American Field

Poor Judgment?

By Thomas George | Sep 11, 2017

New York — I write this narration of my experience with the best all around bird dog I have owned not in search of condolence or sorrow but hopefully to help other dog owners in the same situation.

Last spring I lost the best all-around bird dog I have ever owned. Scout, a nine-year-old German Shorthaired pointer, was bred from one of my males on a whim. I wanted to continue the line I had, bred to a relatively unknown commodity owned by a local pro, probably not the best way to go about such decisions but, boy, did it work out.

Scout started getting around clean in trials at the age of three after a number of training mistakes. I trained the dog; the mistakes were mine. But she had “IT”. She dug in hard, had gorgeous style and intensity on her game and she just wanted to work with me.

Scout never garnered any official titles but she was the champion of my heart. I had every major accomplishment on her, retrieve, major wins all in open stakes. The American Field side of championships eluded us as she slowed quite a bit in the later years. But she still worked with me and found birds where no other dog could.

Woodcock were her forte, pheasant no problem. I often thought: This dog could find a game bird in the middle of Times Square on New Year’s Eve. A dog that you could sit back in the saddle and just enjoy what transpired in front of you.

Literally overnight, in February, she awoke with a large swelling under her lower jaw. That was accompanied by excessive salivation which we addressed with our veterinarian immediately.

Antibiotics and anti-inflammatory prescription calmed the swelling but the salivation continued and that turned to bleeding.

Long story longer, this went on for a month and my local veterinarian referred us to a specialist. That took two weeks to get an appointment. Now we were six weeks in, still salivating, still bleeding.

Here is the “poor judgment” part of the deal. I went to my dentist and the hygienist heard my story. Being a dog owner and my dentist also she made reference to hers and my dentist’s veterinarian who had just hired another veterinarian  with Cornell (University) background and was a soft tissue specialist. That was my old veterinarians’ office with whom I never had a problem in the fifteen years I had been using them. The problem I felt I had was that my new vets had come from that office and left under difficult terms to start a new practice. I followed them.

So my feelings were that I didn’t want to ruffle any feathers with my new office by going back to my old vet even though the whole idea made sense and I really wanted to. I never called my old vet. I wish I had.
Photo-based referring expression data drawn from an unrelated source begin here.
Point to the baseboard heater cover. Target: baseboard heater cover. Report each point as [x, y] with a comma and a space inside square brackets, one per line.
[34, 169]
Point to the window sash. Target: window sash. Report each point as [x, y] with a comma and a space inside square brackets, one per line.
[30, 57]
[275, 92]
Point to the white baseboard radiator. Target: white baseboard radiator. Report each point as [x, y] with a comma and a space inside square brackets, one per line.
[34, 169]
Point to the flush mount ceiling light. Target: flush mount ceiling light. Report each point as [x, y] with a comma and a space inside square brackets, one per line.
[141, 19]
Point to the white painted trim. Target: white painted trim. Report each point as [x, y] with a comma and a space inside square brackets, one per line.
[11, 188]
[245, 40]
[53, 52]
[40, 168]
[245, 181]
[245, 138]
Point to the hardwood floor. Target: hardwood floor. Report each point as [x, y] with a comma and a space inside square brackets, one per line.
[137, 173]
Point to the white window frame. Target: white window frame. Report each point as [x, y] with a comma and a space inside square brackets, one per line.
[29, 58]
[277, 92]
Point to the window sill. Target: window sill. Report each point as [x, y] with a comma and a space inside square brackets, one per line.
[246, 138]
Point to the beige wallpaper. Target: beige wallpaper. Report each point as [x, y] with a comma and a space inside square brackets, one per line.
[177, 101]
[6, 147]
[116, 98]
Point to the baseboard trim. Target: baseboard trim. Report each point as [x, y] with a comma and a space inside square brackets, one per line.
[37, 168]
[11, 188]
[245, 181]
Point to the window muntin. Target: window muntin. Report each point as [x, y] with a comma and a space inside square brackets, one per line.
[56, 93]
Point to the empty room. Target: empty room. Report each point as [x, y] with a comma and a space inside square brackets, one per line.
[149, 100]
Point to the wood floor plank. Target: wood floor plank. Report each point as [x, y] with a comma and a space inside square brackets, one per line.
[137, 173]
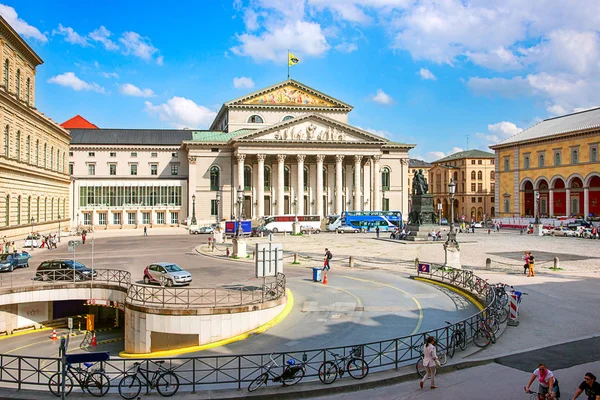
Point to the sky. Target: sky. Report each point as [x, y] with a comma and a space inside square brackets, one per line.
[446, 75]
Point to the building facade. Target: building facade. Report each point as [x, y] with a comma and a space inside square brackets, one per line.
[473, 172]
[551, 169]
[34, 179]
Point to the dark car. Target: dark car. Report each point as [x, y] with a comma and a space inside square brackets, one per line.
[63, 270]
[10, 261]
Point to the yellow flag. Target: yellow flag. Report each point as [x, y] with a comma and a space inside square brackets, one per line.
[292, 59]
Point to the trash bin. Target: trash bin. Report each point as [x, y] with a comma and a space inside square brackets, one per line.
[317, 274]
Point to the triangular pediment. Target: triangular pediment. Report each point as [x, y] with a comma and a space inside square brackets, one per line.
[312, 128]
[289, 94]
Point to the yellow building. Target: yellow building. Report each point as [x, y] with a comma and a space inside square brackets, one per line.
[551, 168]
[34, 180]
[473, 172]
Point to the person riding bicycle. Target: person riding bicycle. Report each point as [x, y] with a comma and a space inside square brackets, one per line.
[548, 384]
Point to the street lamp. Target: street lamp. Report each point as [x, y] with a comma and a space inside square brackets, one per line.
[193, 209]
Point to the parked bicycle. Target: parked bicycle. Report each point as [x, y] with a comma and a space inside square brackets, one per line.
[96, 382]
[164, 380]
[353, 363]
[292, 374]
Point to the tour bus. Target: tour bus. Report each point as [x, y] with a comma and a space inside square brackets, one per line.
[366, 220]
[283, 223]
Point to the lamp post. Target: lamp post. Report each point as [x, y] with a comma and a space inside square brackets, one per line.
[193, 209]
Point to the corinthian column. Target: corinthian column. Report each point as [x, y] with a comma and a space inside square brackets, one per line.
[338, 184]
[319, 191]
[280, 191]
[357, 189]
[300, 191]
[260, 190]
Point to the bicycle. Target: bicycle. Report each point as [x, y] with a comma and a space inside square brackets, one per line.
[95, 382]
[165, 381]
[353, 363]
[292, 374]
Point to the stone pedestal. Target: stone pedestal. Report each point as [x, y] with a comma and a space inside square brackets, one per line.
[239, 248]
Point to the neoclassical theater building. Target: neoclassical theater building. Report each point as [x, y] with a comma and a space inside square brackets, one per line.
[288, 147]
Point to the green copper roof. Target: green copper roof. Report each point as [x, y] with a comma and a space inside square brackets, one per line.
[217, 136]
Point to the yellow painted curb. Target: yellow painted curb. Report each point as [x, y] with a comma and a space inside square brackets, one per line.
[464, 293]
[169, 353]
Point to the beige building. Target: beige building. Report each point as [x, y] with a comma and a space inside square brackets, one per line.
[34, 180]
[473, 172]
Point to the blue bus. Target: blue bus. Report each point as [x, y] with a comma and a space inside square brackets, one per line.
[367, 220]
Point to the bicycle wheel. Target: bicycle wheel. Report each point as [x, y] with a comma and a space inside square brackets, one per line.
[130, 386]
[295, 378]
[328, 372]
[481, 338]
[55, 384]
[258, 382]
[167, 384]
[97, 384]
[357, 368]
Tuesday, April 4, at 7:30 a. m., I dropped Scout off at the specialist for surgery. No food, no water; we all know the deal. I was hopeful that the problem would be corrected. They didn’t touch Scout until 4:30 that afternoon. No food, water; strange place, no good. At 6:30 that day Scout was put down. The “tech” asked me if I wanted to spend some time with her first. Scout came in and didn’t even know who I was. I shook my head no, I thought, “She’s already gone.”

So, I wish I would have put “politics” aside, ruffled those feathers with my new vet’s office and did what I thought I should. Maybe the result would have been the same but at least I would look back and know that I did all that I could, not almost all that I could.

I miss my best friend. She never got to be a hunting dog or a house dog as was my plan.

So, ruffle some feathers sometimes when you think you have to and avoid “poor judgment”.